Does anyone of you ever read books from William Webster? I know that he was an (ex)Catholic before, who writes now books against the RCC and it's doctrine. Are they good to read ?


Some books i saw where :
-Saving Faith: How Does Rome Define It?
-The Matthew 16 Controversy: Peter and the Rock
-The Church of Rome at the Bar of History
-Salvation: The Bible & Roman Catholicism
-Roman Catholic Tradition: Claims and Contradictions


----------



## Scott (Sep 16, 2005)

I don't know about his books but I have personally found this very helpful.


----------



## VirginiaHuguenot (Sep 16, 2005)

> _Originally posted by Mayflower_
> Does anyone of you ever read books from William Webster? I know that he was an (ex)Catholic before, who writes now books against the RCC and it's doctrine. Are they good to read ?
> 
> 
> ...



I have not read the others but _The Church of Rome at the Bar of History_ is quite good.


----------



## rgrove (Sep 16, 2005)

I second Andrew's recommendation. Excellent book. Everything is ver well documented. 
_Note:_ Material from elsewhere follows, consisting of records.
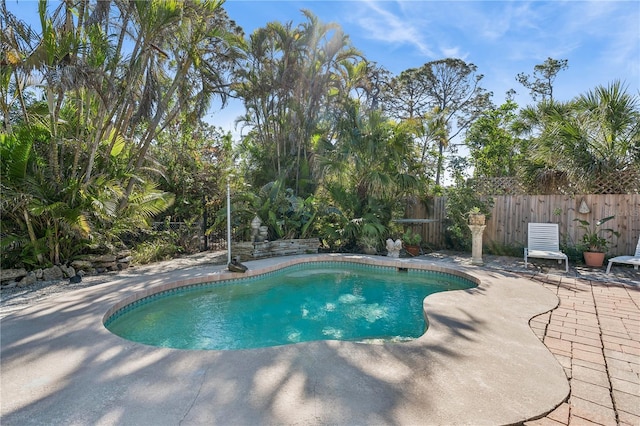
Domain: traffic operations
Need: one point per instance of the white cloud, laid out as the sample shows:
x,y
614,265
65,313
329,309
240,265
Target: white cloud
x,y
379,22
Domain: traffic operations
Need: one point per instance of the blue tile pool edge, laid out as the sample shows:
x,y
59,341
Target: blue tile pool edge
x,y
228,278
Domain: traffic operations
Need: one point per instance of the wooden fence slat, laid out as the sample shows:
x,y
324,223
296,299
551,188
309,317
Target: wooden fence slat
x,y
507,225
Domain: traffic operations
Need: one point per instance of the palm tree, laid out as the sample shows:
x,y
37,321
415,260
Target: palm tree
x,y
591,140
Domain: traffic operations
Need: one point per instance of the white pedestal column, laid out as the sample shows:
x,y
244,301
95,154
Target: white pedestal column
x,y
476,244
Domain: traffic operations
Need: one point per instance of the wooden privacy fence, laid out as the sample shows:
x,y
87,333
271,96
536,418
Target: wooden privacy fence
x,y
507,225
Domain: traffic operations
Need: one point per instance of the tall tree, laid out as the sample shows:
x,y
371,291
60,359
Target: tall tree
x,y
540,84
593,139
494,144
444,96
291,80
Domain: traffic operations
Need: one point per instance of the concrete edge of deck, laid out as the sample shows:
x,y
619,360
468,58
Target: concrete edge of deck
x,y
479,363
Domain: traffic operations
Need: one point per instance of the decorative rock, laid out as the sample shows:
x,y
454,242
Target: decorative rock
x,y
28,280
53,273
123,254
12,274
83,265
109,266
393,247
104,258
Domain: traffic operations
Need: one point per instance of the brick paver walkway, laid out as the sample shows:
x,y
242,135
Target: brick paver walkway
x,y
595,335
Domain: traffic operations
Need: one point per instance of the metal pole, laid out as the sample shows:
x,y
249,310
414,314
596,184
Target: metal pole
x,y
228,222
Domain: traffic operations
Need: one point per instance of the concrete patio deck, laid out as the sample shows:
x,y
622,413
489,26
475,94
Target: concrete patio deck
x,y
479,363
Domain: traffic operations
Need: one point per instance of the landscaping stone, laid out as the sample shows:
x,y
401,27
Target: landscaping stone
x,y
28,280
12,274
53,273
102,258
83,265
68,271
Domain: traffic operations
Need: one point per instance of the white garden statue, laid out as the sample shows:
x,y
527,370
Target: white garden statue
x,y
393,247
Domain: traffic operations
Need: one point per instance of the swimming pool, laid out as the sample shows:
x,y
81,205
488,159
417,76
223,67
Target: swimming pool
x,y
304,302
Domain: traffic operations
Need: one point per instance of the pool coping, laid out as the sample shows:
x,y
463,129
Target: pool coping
x,y
60,365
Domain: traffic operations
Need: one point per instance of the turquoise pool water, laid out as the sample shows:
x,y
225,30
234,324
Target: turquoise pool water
x,y
306,302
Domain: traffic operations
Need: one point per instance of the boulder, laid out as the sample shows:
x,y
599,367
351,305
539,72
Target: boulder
x,y
123,254
68,271
12,274
53,273
102,258
82,265
28,280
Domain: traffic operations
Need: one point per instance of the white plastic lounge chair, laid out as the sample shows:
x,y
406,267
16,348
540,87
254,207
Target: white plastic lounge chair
x,y
544,242
629,260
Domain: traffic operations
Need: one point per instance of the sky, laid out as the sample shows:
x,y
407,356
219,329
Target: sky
x,y
600,39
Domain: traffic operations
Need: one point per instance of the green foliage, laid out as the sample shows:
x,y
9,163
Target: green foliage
x,y
540,84
592,239
159,246
493,143
285,214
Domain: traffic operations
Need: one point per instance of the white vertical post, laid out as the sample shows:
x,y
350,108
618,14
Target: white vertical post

You don't have the "Holy Scripture" series that Webster did with Pastor David T. King (who posts here as DTK) is also very good.

[Edited on 9-16-2005 by rgrove]


----------



## Scot (Sep 16, 2005)

I have "Salvation, The Bible and Roman Catholicism" and "The Christian: Following Christ as Lord." I think that they're both very good.


----------